The compensation climb
It might seem hard to believe, but candidate compensation expectations continue to rise, and we don’t expect that to stop any time soon. There are certainly nuances around this depending on the industry and job function, but we expect human capital compensation data to continue reflecting higher figures this year. What’s driving this? There are a few factors at play. This is in part due to the continued rise of the human capital function that we’ve been noticing for several years. It’s also due to the human capital function historically lagging behind its peer functions and trying to play catch-up. HR leaders and their teams are adding significant value to their organizations, so to attract and retain top-notch talent leaders, companies will have to continue paying more.
Increased salary transparency
Salary transparency is on the rise throughout the country. Similar to the pay equity legislation that banned employers from asking candidates for their current compensation details, this year will bring a similar wave of legislation throughout the country requiring employers to post specific salary ranges for open positions.

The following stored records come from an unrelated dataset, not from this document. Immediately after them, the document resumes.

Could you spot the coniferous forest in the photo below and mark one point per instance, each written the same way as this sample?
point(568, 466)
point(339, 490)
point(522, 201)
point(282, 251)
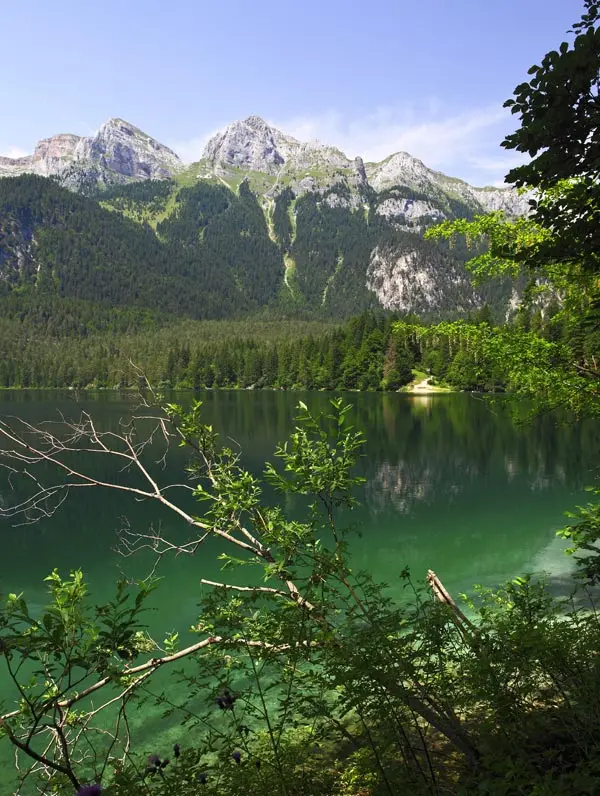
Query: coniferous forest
point(300, 675)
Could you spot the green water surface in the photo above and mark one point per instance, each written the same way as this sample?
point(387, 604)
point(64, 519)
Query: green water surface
point(452, 484)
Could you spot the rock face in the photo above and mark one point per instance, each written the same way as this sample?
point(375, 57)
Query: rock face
point(349, 233)
point(117, 153)
point(253, 145)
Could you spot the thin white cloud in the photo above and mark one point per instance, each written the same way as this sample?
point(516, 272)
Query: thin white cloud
point(190, 151)
point(13, 152)
point(465, 144)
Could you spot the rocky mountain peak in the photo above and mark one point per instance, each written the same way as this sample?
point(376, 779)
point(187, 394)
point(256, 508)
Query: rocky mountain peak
point(249, 144)
point(119, 152)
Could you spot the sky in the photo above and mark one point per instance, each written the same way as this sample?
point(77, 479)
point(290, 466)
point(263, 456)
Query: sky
point(372, 77)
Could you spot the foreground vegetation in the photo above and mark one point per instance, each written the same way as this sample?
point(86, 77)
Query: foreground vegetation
point(305, 677)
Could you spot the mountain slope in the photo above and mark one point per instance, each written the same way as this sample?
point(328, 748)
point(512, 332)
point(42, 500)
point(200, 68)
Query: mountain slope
point(117, 153)
point(262, 220)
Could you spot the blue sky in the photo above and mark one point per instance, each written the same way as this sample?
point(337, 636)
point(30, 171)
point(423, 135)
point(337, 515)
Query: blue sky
point(370, 76)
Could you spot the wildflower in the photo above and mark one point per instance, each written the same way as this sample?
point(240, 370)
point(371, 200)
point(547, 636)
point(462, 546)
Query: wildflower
point(90, 790)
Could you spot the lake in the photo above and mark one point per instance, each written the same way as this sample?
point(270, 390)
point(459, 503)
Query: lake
point(452, 484)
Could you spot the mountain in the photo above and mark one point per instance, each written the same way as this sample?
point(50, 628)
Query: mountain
point(261, 221)
point(116, 154)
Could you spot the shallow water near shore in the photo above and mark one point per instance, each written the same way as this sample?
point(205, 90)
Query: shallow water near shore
point(452, 484)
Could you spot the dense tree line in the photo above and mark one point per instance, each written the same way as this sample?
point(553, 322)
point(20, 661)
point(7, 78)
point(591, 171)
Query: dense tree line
point(50, 342)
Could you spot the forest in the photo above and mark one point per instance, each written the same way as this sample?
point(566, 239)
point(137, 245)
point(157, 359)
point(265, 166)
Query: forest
point(346, 691)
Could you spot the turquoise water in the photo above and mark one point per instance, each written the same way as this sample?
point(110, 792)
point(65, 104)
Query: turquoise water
point(452, 484)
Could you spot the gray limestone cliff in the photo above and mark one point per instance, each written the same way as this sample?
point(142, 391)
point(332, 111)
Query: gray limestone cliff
point(117, 153)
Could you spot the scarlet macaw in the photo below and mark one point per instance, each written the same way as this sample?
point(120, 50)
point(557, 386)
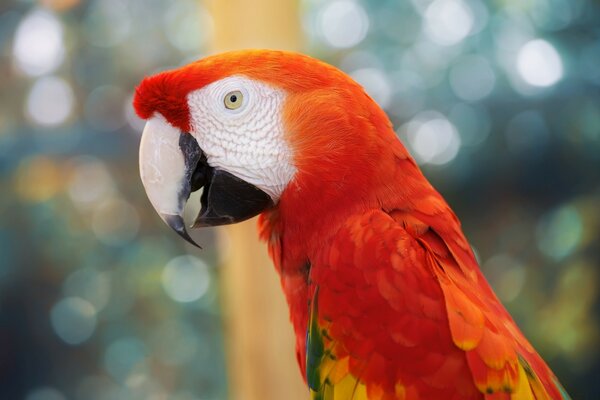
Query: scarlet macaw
point(385, 294)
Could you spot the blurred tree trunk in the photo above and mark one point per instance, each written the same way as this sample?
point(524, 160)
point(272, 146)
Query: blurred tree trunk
point(258, 334)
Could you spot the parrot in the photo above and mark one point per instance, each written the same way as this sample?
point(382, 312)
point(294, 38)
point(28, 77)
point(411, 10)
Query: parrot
point(385, 295)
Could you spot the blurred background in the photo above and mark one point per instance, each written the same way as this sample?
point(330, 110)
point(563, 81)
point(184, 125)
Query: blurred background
point(499, 102)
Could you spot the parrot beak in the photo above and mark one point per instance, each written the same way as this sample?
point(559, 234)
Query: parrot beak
point(172, 166)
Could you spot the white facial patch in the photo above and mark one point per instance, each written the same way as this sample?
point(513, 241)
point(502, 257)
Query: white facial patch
point(247, 141)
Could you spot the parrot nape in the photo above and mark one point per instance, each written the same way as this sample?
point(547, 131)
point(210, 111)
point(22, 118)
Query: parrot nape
point(385, 295)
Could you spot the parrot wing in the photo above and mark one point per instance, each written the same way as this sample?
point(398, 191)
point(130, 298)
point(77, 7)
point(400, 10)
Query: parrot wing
point(394, 315)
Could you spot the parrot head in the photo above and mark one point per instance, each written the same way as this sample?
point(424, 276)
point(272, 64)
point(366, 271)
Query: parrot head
point(251, 128)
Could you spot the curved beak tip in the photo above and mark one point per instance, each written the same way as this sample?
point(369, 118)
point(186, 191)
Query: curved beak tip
point(176, 223)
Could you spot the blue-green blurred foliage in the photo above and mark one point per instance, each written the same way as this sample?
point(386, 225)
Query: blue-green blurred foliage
point(499, 101)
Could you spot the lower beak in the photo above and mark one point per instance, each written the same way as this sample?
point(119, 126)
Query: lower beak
point(172, 166)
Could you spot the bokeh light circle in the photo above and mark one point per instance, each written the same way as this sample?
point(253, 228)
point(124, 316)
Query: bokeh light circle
point(448, 22)
point(343, 23)
point(50, 101)
point(472, 78)
point(539, 64)
point(73, 320)
point(186, 278)
point(432, 138)
point(38, 46)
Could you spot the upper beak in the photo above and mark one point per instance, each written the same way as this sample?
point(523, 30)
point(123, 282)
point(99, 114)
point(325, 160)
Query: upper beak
point(172, 165)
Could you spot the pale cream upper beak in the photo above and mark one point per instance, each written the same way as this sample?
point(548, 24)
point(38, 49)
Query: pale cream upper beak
point(162, 166)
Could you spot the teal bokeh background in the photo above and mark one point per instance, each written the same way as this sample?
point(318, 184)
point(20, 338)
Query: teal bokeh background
point(499, 101)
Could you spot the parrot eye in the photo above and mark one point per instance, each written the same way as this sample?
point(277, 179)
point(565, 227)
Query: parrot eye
point(233, 100)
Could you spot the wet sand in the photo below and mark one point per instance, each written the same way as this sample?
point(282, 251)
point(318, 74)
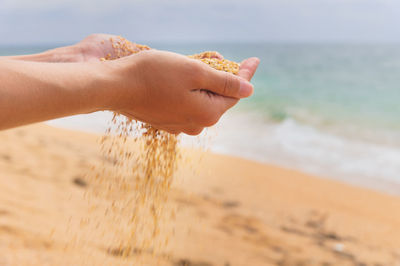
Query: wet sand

Even if they are not directly affected by this, many companies will likely get ahead of the curve as this type of legislation grows more common throughout the next few years.
We’ve already seen significant layoffs in recent months, specifically with tech companies, and we expect this to continue – at least in the first half of the year. Some of these companies are claiming to have over-hired amidst the mad dash for talent coming out of the pandemic, while others are chalking it up to slowing business projections. While some industries are more prone to these reductions in force than others, manufacturing and industrial services businesses seem to be relatively unaffected. We also anticipate smaller-scale reorganization efforts as companies continue to focus on having the right organizational structure – whether that means elevating and increasing the talent acquisition team or decentralizing part of a corporate function to be better aligned with the business. Remember, reorganization isn’t always a bad thing.
Recruiting roller coaster
We expect recruiting efforts and trends to be nothing short of a rollercoaster this year. Some companies have already started slowing down or pausing their hiring efforts, while others are going full steam ahead. This is partly due to uncertainty about market conditions and a looming recession, but we think the lessons learned from the past two years are also a big factor in how companies are hiring. We expect there to be highs and lows, ups and downs, and accordion-like processes with a mix of lightning-fast interviews and pauses altogether. Another important trend to keep an eye on is the hiring of former employees. We saw an increase in boomerang hiring during the pandemic, but more and more individuals are continuing to leave their current employer and return to their former one. Perhaps during the Great Resignation candidates made hasty decisions and have since realized that the grass may not be as green as they expected, or perhaps the former employers have improved upon their areas for development thus further increasing the employee value proposition for a returning employee. Regardless, it will be interesting to see how that pans out throughout the year.